It sounds like something out of science fiction: 10 teams of scientists and innovators that are working on plans to converting carbon emissions into useful products will ship out to two carbon-dioxide emitting power plants. Five teams will travel to a natural-gas fired plant in Alberta, Canada, and the five others will go to a coal-powered plant in Gillette, Wyoming. There, they’ll have two years to prove the validity of their models.
“We give the teams literally the pipes coming out of the power plants, and they can bring whatever technology they’re developing to plug into that source,” says Marcius Extavour, XPRIZE senior director of Energy and Resources and the lead on the Carbon XPRIZE competition. Teams will be judged on how much CO2 they convert, and the net value of their innovations.

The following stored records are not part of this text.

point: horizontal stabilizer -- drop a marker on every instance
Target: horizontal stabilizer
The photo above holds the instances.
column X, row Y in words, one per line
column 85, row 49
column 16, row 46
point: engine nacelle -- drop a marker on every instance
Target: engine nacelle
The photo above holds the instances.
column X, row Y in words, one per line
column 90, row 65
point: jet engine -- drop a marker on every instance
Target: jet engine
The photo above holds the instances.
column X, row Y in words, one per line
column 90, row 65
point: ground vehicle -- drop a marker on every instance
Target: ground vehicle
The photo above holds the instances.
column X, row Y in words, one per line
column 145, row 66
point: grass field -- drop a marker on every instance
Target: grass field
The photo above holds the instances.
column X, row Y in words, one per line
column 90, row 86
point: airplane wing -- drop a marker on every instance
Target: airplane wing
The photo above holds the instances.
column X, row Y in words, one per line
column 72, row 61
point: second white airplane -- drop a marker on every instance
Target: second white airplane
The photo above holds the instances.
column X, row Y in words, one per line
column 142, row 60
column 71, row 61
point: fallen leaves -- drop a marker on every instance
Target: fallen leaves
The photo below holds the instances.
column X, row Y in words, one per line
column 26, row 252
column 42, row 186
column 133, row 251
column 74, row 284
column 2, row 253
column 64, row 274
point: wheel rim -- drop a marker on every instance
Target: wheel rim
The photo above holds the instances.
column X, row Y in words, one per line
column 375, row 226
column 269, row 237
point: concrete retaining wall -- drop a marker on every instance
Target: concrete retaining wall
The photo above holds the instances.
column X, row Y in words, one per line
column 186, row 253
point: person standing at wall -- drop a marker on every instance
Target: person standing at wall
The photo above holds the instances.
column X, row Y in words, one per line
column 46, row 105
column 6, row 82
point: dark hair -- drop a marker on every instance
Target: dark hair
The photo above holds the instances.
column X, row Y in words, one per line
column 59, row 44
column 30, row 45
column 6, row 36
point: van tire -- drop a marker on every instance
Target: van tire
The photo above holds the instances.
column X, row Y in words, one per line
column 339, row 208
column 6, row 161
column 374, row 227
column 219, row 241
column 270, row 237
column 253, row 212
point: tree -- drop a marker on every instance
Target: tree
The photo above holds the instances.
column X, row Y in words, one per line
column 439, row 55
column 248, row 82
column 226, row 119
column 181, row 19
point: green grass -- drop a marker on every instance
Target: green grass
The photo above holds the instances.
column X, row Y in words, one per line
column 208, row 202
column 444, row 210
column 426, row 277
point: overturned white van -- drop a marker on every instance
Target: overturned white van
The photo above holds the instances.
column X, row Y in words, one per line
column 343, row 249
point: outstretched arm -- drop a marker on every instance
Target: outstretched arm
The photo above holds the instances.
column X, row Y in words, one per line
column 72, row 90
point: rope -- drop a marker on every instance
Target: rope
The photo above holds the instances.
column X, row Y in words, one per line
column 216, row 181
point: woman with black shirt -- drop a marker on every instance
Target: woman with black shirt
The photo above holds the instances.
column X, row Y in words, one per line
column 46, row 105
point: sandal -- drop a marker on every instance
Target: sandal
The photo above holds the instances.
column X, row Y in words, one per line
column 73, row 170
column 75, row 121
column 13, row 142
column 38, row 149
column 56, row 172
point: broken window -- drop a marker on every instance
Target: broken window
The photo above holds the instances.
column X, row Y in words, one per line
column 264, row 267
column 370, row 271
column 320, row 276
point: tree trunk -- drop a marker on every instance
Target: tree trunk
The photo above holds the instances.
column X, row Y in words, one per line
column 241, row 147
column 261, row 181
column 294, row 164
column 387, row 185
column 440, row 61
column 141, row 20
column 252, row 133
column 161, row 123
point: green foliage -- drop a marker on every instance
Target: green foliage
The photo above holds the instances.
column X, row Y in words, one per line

The finalists stationed at Wyoming include C4X, a team from Suzhou, China producing bio-foamed plastics, and Carbon Capture Machine from Aberdeen, Scotland, which is making solid carbonates potentially to be used in building materials. Carbon Cure from Dartmouth, Canada, and Carbon Upcycling UCLA from Los Angeles are both experimenting with CO2-infused concrete, and Breathe from Bangalore is making methanol, which can be used as fuel.
“This XPRIZE is about climate change, sustainability, and getting to a low-carbon future,” Extavour says. “The idea is to take emissions that are already being produced, and preventing them from leaking out into the atmosphere or oceans or soil, and converting them, chemically, into valuable material.”
The two entities sponsoring the prize certainly make it seem like that’s a possibility. One, NRG is a large energy company that manages power plants across the U.S., and Canada’s Oil Sand’s Innovation Alliance, a consortium of oil sands producers. (NRG has made efforts to reduce its emissions; it’s retiring three natural-gas fired plants across California over the next year.)
“This isn’t about a proposal anymore,” Extavour says. “This is about: Can you build it in a way that works and is reliable? And can you do it in a way that’s not just climate and carbon sustainable, but economically sustainable? Can you build a business around this technology? Because if you can, that’s how we can get emitters of CO2 today to actually adopt these solutions and scale them up, and really take a bit out of emissions.”